Regulasi Perdagangan Berbelit, Indonesia Terpuruk di Indeks Hambatan Perdagangan Internasional 2025
Indonesia menempati posisi buncit dalam International Trade Barriers Index (TBI) 2025, sebuah laporan yang mengukur tingkat keterbukaan dan hambatan perdagangan antar negara. Tholos Foundation, lembaga think tank yang berfokus pada riset keterbukaan ekonomi, menempatkan Indonesia di peringkat 122 dari 122 negara yang diukur.
Indeks ini mengukur hambatan perdagangan langsung dan tidak langsung yang mempengaruhi 97% PDB global dan 80% populasi dunia. Hambatan langsung meliputi tarif, hambatan non-tarif (NTB), dan pembatasan layanan. Sementara hambatan tidak langsung mencakup kinerja logistik, perlindungan hak cipta, pembatasan perdagangan digital, dan keanggotaan dalam Perjanjian Perdagangan Bebas (FTA).
Hong Kong menduduki peringkat pertama dalam TBI, diikuti oleh Singapura, Israel, Kanada, dan Jepang. Amerika Serikat berada di peringkat ke-61, sementara China berada di peringkat ke-114.
"Indonesia berada di peringkat terakhir," ungkap Analis Kebijakan Tholos Foundation, Philip Thompson, dalam acara Innovation Summit Southeast Asia di Jakarta, Selasa (6/5/2025).
Salah satu faktor yang menyebabkan peringkat buruk Indonesia adalah permasalahan perdagangan Iphone 16 di Indonesia, khususnya terkait dengan Tingkat Komponen Dalam Negeri (TKDN). Thompson menyoroti bahwa hambatan perdagangan yang kaku dan terlalu membatasi menjadi masalah utama.
Namun, Thompson juga menyampaikan harapan terhadap pemerintahan baru Presiden Prabowo Subianto, terutama mengingat banyak perusahaan di AS dan Eropa yang mencari alternatif rantai pasok di Asia.
"Reformasi yang masuk akal dapat membawa Indonesia melompat menuju era baru," kata Thompson.
Sektor-sektor seperti pertanian, komoditas, dan sumber daya alam dinilai memiliki peluang inovasi yang besar. Ini termasuk sustainable farming, sistem logistik modern, dan ekspor berbasis nilai tambah.
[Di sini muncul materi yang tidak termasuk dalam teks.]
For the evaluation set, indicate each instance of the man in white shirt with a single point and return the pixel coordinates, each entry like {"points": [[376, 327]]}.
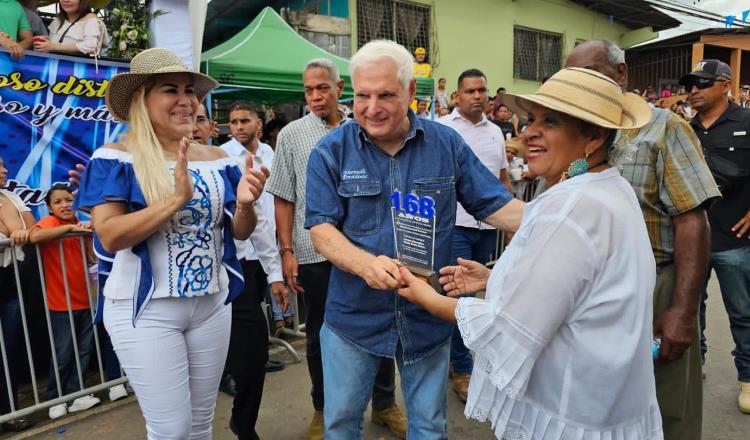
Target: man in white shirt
{"points": [[261, 265], [473, 240]]}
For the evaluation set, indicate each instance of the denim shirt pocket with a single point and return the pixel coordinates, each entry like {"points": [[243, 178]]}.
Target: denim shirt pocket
{"points": [[363, 206], [443, 191]]}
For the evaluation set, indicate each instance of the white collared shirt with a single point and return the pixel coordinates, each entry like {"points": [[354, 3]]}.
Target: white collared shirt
{"points": [[262, 244], [486, 140]]}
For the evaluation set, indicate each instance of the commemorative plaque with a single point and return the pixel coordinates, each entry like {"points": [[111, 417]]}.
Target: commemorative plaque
{"points": [[414, 224]]}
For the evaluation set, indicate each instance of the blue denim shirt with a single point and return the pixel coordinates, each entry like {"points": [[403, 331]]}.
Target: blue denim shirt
{"points": [[349, 183]]}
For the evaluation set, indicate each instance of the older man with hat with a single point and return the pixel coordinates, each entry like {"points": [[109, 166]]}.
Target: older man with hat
{"points": [[663, 163], [723, 128]]}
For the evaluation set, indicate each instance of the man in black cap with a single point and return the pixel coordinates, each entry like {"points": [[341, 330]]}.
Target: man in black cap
{"points": [[723, 128]]}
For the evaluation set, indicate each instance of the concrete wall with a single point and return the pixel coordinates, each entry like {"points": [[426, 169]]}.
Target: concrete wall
{"points": [[479, 33]]}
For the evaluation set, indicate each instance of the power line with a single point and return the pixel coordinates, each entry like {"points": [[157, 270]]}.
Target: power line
{"points": [[694, 12]]}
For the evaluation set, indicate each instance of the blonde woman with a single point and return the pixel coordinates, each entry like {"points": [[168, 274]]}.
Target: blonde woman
{"points": [[168, 211]]}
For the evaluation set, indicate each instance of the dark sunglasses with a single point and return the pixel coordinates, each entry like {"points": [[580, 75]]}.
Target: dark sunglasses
{"points": [[702, 83]]}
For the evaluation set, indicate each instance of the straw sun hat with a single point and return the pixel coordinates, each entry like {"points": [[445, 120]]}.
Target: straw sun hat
{"points": [[587, 95], [143, 66]]}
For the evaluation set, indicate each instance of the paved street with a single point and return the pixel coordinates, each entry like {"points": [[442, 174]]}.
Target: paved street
{"points": [[286, 407]]}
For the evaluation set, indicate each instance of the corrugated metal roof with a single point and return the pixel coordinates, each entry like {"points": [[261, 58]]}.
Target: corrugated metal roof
{"points": [[632, 13]]}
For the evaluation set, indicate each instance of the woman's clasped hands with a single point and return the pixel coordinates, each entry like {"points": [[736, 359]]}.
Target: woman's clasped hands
{"points": [[465, 278]]}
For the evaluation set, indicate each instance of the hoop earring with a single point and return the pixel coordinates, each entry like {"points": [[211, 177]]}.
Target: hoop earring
{"points": [[577, 167]]}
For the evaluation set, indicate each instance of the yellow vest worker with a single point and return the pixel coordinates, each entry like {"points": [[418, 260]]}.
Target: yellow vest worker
{"points": [[421, 69]]}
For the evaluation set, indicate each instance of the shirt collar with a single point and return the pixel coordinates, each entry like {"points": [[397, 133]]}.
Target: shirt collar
{"points": [[319, 121], [455, 114], [416, 125]]}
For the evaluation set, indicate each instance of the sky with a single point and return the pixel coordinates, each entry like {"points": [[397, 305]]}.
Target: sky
{"points": [[691, 24]]}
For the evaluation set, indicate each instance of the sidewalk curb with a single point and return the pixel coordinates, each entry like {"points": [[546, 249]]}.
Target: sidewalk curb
{"points": [[67, 420]]}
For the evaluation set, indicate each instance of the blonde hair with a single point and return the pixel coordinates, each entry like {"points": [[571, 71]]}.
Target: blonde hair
{"points": [[149, 160]]}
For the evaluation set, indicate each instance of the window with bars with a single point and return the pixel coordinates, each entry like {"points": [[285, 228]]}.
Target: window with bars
{"points": [[536, 54], [406, 23]]}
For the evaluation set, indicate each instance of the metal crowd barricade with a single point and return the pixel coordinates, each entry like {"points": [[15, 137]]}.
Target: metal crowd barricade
{"points": [[38, 404]]}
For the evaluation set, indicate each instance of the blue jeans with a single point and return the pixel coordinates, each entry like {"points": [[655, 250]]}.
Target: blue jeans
{"points": [[349, 373], [733, 271], [66, 362], [470, 244]]}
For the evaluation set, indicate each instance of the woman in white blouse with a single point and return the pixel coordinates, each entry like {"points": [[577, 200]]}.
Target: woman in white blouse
{"points": [[563, 339], [76, 29]]}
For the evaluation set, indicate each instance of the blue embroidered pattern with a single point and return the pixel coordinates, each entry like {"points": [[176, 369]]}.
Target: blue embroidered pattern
{"points": [[191, 238]]}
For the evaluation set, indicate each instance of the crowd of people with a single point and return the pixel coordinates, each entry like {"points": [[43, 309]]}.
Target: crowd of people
{"points": [[560, 345], [76, 29]]}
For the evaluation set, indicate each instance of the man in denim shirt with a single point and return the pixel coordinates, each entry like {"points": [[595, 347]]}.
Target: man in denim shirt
{"points": [[351, 175]]}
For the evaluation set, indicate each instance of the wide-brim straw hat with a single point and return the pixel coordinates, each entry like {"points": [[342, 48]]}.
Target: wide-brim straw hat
{"points": [[150, 62], [587, 95]]}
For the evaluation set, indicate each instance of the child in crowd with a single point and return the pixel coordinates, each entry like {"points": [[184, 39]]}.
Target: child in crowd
{"points": [[48, 233]]}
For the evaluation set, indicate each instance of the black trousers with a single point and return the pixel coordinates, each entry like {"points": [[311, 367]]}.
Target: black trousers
{"points": [[248, 350], [314, 279]]}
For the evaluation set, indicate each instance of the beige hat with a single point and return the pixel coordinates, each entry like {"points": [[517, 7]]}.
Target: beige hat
{"points": [[588, 95], [143, 66]]}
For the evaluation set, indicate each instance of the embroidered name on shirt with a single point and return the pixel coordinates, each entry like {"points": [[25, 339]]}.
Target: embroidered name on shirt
{"points": [[354, 174]]}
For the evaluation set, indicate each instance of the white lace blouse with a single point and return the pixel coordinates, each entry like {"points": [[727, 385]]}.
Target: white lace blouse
{"points": [[88, 35], [563, 339]]}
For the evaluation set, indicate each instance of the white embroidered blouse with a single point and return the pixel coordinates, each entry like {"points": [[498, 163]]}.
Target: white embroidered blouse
{"points": [[563, 338], [88, 35]]}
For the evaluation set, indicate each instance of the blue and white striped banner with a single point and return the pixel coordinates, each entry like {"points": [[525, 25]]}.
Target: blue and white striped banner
{"points": [[52, 116]]}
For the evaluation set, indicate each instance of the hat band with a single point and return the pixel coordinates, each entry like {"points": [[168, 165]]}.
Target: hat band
{"points": [[579, 86], [585, 110]]}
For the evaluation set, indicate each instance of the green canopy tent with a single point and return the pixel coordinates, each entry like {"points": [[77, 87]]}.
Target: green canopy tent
{"points": [[264, 62]]}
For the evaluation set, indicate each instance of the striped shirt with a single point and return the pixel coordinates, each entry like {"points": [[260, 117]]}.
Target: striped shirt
{"points": [[289, 176], [664, 163]]}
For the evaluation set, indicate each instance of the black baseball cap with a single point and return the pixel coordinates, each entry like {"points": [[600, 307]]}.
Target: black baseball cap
{"points": [[709, 69]]}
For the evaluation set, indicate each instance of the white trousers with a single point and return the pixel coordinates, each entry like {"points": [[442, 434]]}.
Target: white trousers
{"points": [[174, 358]]}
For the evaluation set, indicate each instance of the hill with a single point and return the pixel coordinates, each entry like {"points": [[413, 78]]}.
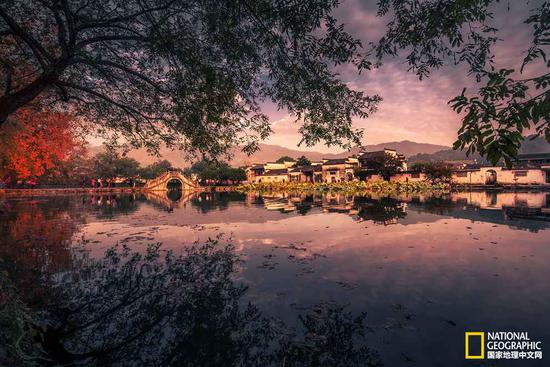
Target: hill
{"points": [[270, 152]]}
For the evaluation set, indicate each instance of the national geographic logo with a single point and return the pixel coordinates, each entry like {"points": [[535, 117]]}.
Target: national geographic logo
{"points": [[501, 345]]}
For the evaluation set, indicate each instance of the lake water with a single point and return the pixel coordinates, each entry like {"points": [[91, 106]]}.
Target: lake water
{"points": [[424, 269]]}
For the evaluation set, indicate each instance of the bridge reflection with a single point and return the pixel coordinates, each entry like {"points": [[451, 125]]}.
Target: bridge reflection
{"points": [[170, 200]]}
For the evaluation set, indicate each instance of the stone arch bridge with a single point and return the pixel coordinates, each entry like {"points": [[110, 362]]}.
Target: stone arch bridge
{"points": [[161, 182]]}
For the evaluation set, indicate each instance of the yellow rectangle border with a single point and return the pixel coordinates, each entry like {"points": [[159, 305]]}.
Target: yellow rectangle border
{"points": [[467, 348]]}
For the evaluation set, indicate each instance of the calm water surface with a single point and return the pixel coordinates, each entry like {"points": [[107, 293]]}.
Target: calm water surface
{"points": [[424, 269]]}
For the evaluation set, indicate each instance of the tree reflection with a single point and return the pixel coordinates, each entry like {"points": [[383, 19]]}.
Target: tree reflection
{"points": [[36, 240], [159, 309], [384, 211], [208, 201]]}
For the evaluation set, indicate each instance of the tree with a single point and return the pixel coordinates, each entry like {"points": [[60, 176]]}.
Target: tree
{"points": [[110, 164], [34, 142], [303, 161], [216, 171], [285, 158], [435, 33], [155, 169], [188, 73]]}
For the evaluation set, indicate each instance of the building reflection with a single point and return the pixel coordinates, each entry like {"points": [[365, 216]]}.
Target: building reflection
{"points": [[389, 210]]}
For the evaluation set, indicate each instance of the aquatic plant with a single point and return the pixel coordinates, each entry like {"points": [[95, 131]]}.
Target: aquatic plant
{"points": [[352, 187]]}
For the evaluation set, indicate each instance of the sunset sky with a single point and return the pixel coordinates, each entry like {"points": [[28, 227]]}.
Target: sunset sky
{"points": [[412, 109]]}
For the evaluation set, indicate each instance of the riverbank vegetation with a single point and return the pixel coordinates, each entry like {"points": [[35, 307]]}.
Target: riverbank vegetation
{"points": [[352, 187]]}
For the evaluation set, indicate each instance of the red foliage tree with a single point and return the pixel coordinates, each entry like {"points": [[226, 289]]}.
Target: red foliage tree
{"points": [[35, 141]]}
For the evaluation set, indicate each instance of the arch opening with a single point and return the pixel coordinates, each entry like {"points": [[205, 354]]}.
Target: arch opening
{"points": [[490, 177], [174, 184]]}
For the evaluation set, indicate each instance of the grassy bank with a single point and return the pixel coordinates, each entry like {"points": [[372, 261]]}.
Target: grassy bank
{"points": [[347, 187]]}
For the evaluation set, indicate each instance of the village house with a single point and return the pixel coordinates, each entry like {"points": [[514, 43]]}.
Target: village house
{"points": [[530, 169], [339, 170], [408, 176], [503, 176], [368, 159]]}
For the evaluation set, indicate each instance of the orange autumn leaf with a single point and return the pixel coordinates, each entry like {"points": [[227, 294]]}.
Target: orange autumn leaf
{"points": [[35, 141]]}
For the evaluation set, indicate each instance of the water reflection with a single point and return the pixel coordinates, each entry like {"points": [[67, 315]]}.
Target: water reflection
{"points": [[424, 268], [158, 309], [497, 207]]}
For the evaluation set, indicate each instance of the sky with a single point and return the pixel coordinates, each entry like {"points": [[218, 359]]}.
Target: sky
{"points": [[411, 109]]}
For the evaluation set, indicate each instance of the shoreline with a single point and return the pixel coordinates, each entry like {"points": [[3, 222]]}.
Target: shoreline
{"points": [[270, 187], [62, 191]]}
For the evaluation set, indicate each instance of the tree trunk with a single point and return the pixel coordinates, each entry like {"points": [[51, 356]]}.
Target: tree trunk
{"points": [[12, 102]]}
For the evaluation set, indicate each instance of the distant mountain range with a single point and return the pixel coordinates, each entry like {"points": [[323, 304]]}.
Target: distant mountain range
{"points": [[267, 153]]}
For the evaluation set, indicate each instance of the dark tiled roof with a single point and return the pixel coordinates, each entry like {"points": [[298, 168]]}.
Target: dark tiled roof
{"points": [[272, 172], [534, 156], [335, 161]]}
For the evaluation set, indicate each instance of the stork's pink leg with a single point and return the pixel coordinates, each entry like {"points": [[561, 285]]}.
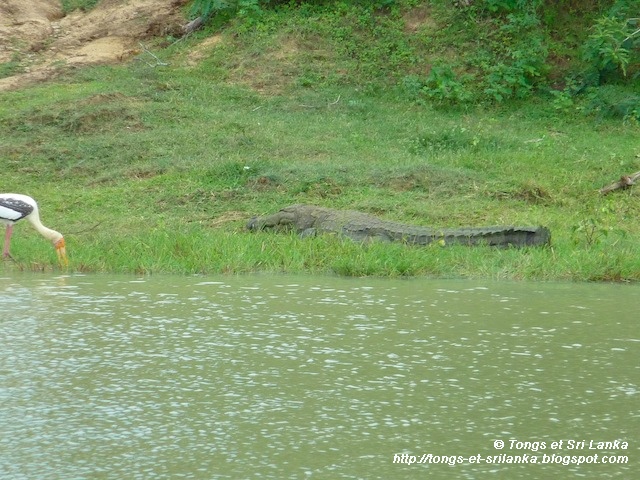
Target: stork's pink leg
{"points": [[7, 242]]}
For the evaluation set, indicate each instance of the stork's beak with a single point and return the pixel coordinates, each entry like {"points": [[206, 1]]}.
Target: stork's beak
{"points": [[62, 253]]}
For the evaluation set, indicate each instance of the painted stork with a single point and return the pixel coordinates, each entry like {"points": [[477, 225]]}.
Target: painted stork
{"points": [[13, 208]]}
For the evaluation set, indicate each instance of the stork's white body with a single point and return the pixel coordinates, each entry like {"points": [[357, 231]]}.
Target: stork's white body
{"points": [[15, 207]]}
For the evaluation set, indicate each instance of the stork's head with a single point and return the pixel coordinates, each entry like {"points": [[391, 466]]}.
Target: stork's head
{"points": [[61, 251]]}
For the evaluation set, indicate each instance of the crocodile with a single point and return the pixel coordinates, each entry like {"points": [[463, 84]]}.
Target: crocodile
{"points": [[310, 220]]}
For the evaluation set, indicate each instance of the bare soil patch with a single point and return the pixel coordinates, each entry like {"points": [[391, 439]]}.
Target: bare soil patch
{"points": [[35, 34]]}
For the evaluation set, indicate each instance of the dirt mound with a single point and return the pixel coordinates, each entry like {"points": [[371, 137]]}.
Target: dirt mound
{"points": [[35, 35]]}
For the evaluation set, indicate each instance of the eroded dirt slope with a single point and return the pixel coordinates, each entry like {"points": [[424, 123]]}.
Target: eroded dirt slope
{"points": [[36, 35]]}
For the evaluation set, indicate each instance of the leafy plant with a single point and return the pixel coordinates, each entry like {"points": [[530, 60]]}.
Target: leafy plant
{"points": [[444, 86]]}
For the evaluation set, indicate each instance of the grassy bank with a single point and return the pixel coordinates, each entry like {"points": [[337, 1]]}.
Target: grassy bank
{"points": [[155, 169]]}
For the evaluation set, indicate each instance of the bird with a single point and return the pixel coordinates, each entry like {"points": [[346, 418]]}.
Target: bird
{"points": [[15, 207]]}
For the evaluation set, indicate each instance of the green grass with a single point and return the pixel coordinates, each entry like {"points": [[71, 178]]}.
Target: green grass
{"points": [[157, 170]]}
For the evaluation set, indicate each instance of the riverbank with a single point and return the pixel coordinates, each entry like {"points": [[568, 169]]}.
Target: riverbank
{"points": [[152, 168]]}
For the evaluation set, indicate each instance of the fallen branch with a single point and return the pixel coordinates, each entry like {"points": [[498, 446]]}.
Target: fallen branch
{"points": [[624, 182]]}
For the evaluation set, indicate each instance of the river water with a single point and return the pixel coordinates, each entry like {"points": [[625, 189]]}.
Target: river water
{"points": [[281, 377]]}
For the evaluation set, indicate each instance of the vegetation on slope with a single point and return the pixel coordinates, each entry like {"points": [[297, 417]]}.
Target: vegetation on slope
{"points": [[401, 110]]}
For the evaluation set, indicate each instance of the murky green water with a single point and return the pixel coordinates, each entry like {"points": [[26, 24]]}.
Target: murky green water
{"points": [[303, 377]]}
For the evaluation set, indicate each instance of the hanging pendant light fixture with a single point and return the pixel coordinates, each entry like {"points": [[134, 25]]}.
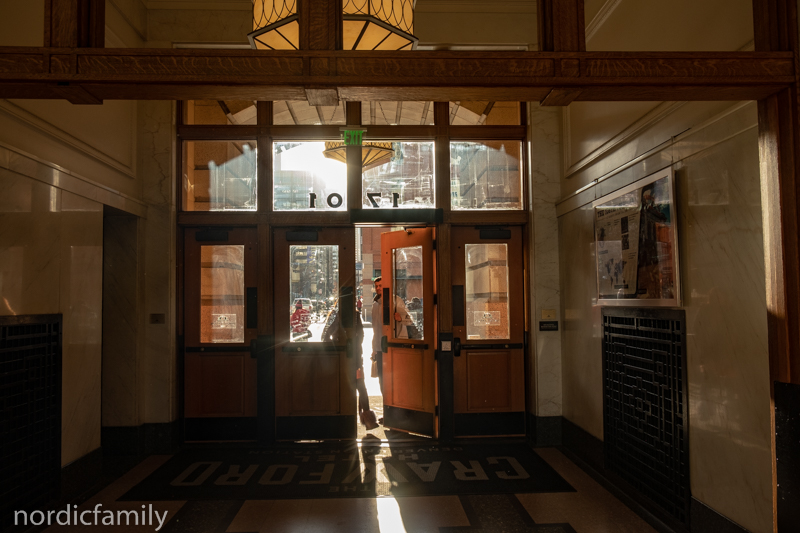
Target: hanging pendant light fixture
{"points": [[373, 154], [367, 25]]}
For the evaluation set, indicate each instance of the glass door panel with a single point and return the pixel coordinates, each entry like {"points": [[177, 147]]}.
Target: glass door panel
{"points": [[409, 365], [316, 332]]}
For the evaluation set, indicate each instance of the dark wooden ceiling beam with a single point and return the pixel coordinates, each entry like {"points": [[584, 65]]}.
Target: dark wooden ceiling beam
{"points": [[143, 74]]}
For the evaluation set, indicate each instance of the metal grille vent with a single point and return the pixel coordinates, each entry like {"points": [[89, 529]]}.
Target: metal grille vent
{"points": [[30, 407], [645, 405]]}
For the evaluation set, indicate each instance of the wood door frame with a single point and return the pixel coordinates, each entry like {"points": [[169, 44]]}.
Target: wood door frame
{"points": [[490, 422], [197, 358]]}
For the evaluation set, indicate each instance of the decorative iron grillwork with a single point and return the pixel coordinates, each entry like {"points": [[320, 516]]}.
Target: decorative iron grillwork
{"points": [[645, 405], [30, 425]]}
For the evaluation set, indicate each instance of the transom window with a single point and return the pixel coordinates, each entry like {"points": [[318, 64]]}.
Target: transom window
{"points": [[289, 156]]}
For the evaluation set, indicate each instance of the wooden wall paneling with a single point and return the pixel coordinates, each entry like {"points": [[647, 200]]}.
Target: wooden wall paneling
{"points": [[264, 189], [561, 26], [265, 281], [206, 218], [304, 218], [779, 142], [775, 29], [444, 288], [489, 217], [249, 74], [74, 23], [264, 110]]}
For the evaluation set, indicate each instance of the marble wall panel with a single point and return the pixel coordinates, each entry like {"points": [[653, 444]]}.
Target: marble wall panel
{"points": [[156, 164], [546, 172], [160, 387], [29, 244], [121, 314], [81, 273], [582, 364], [722, 255]]}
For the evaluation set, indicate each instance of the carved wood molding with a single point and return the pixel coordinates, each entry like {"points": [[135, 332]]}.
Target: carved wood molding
{"points": [[107, 74]]}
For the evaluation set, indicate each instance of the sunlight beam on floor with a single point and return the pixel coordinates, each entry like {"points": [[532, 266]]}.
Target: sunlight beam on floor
{"points": [[389, 518]]}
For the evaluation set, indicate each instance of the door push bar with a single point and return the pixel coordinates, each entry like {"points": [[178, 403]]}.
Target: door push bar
{"points": [[457, 347], [385, 345]]}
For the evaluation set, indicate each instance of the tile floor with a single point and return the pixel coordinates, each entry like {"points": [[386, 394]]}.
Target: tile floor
{"points": [[591, 509]]}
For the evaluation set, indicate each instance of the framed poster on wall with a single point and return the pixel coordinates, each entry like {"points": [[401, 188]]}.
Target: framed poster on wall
{"points": [[636, 244]]}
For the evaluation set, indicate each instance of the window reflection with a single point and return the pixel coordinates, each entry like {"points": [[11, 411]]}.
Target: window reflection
{"points": [[407, 179], [299, 170], [487, 291], [219, 176], [313, 292], [485, 175], [222, 293]]}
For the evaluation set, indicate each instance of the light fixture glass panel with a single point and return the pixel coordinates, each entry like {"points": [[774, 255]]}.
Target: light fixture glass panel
{"points": [[275, 25], [486, 175], [406, 180], [305, 180], [219, 176]]}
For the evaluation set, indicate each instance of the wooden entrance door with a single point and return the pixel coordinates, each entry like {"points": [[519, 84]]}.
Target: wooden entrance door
{"points": [[409, 341], [220, 295], [316, 334], [488, 331]]}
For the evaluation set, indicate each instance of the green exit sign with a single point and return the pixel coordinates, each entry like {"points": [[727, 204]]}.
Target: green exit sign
{"points": [[352, 137]]}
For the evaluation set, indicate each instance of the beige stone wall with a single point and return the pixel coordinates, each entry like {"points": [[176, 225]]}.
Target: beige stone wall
{"points": [[722, 268], [51, 261]]}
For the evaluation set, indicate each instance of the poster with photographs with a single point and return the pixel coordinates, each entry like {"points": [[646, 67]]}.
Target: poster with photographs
{"points": [[636, 244]]}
Sektor-sektor tradisional ini seringkali kurang diperhatikan.
Padahal, sektor pertanian, kehutanan, dan perikanan menyumbang 12,61% terhadap PDB Indonesia pada tahun 2024, dan perkebunan berkontribusi 4,17%. Kelapa sawit tetap menjadi andalan ekspor Indonesia. Industri tembakau juga memberikan kontribusi besar terhadap penerimaan negara, mencapai lebih dari Rp 150 triliun per tahun. Sementara itu, sektor energi terbarukan, perumahan, dan industri kreatif terus menunjukkan pertumbuhan dan berpotensi menjadi penopang ekonomi masa depan.
"Pemerintah perlu membiarkan sektor-sektor ini tumbuh secara organik. Dengan insentif yang tepat dan iklim usaha yang sehat, bukan intervensi atau regulasi berlebihan, sektor lama dan sektor baru dapat tumbuh berdampingan," ujar Alfian Banjaransari, Country Manager CME.